Bambari invece, che si trova a un centinaio di chilometri da Alindao, dopo le stragi degli anni scorsi è tranquilla ma sta accogliendo centinaia di rifugiati dalle altre città e la situazione potrebbe presto diventare esplosiva. Ieri un incidente stradale vicino alla località ha causato la morte di 77 persone. Infine, sono morte circa 15 persone in una serie di sparatorie a Kaga-Bandoro, nel centro del paese. Solo la capitale Bangui, al momento, è in uno stato di relativa calma e sicurezza.

«SCAVIAMO FOSSE COMUNI». L’Afp è riuscita a contattare padre Zembi, che racconta: «Ho visto sei cadaveri a terra nelle strade attorno alla parrocchia. Bisognava prendersi il rischio di uscire e recuperarli per evitare la contaminazione sanitaria. Altri corpi però sono rimasti per le strade, ce ne sono tanti ma nessuno può recuperarli. Non abbiamo bare qui, quindi abbiamo dovuto scavare una fossa comune». I ventimila abitanti della città sono sfollati, 1.500 sono rifugiati nella parrocchia, e la situazione rischia di diventare tragica: «A causa degli spari continui, nessuno può uscire per strada. L’insicurezza è totale. La gente non ha da mangiare, non ha acqua potabile da bere e non ci sono le cure necessarie. Molte case sono state incendiate. Anche quando e se cesserà la crisi, che cosa faremo?». Il 3 luglio l’Onu è riuscito a portare due bidoni d’acqua potabile. Nient’altro.

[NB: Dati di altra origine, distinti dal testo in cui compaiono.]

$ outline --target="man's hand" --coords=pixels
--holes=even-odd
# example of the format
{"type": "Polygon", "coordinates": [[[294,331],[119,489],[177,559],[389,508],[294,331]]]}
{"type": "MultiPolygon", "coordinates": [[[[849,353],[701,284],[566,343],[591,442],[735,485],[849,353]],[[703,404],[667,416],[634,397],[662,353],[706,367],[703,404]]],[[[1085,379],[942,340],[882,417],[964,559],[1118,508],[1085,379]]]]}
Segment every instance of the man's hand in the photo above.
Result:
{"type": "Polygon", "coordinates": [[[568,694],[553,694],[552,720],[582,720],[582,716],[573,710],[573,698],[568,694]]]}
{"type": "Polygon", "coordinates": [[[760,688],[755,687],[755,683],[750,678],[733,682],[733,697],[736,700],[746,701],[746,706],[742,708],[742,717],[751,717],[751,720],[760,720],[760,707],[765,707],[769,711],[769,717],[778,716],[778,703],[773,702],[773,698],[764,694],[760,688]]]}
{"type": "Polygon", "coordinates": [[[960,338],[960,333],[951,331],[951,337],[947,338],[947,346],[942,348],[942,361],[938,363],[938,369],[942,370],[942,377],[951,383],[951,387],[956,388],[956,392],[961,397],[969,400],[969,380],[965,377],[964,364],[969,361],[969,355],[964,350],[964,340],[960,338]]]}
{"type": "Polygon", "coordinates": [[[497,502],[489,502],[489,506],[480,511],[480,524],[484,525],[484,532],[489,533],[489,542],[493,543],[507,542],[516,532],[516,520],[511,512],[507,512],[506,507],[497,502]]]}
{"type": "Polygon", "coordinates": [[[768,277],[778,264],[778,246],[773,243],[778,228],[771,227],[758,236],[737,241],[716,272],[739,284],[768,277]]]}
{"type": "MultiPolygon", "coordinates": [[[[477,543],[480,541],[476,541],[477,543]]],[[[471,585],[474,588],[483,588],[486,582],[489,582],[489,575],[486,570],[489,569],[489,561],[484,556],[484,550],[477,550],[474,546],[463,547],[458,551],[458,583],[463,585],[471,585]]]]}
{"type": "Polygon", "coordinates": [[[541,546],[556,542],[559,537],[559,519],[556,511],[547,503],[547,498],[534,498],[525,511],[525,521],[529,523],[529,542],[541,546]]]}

PAESE IN MANO AI RIBELLI. Il Centrafrica sembra essere ripiombato nel caos e il governo di Faustin-Archange Touadéra guarda impotente a questa situazione, mentre il portavoce del governo ammette che «14 province su 16 sono in mano ai gruppi armati». Di questi fanno parte sia diverse milizie nate dalla dissoluzione dell’ex coalizione Seleka, sia gruppi anti-balaka, nati per difendere il paese dagli islamisti, ma ormai fuori controllo e decisi a vendicarsi delle violenze subite tra il 2013 e il 2014. Il controllo del territorio non ha solo ragioni politiche ma anche economiche, viste le enormi risorse del paese: dall’oro al legname, dai diamanti al petrolio fino all’uranio.

POLITICI CONFUSI. Anche la comunità internazionale si muove in modo disunito e disordinato. Detto della totale mancanza di fiducia che i centrafricani nutrono verso la Minusca, che ha oltre 10 mila uomini nel paese ma che non riesce (o non vuole) far rispettare la pace, anche le iniziative diplomatiche non sono coordinate: Unione Africana, Angola, Sant’Egidio si muovono ognuno per conto proprio causando una «cacofonia che fa il gioco dei signori della guerra», come affermato da Thierry Vircoulon, ricercatore dell’Instituto francese di relazioni internazionali. A questo punto, per il momento l’unica salvezza per il paese potrebbe essere la stagione delle piogge, che con i suoi violenti rovesci da luglio a ottobre potrebbe bloccare i combattimenti.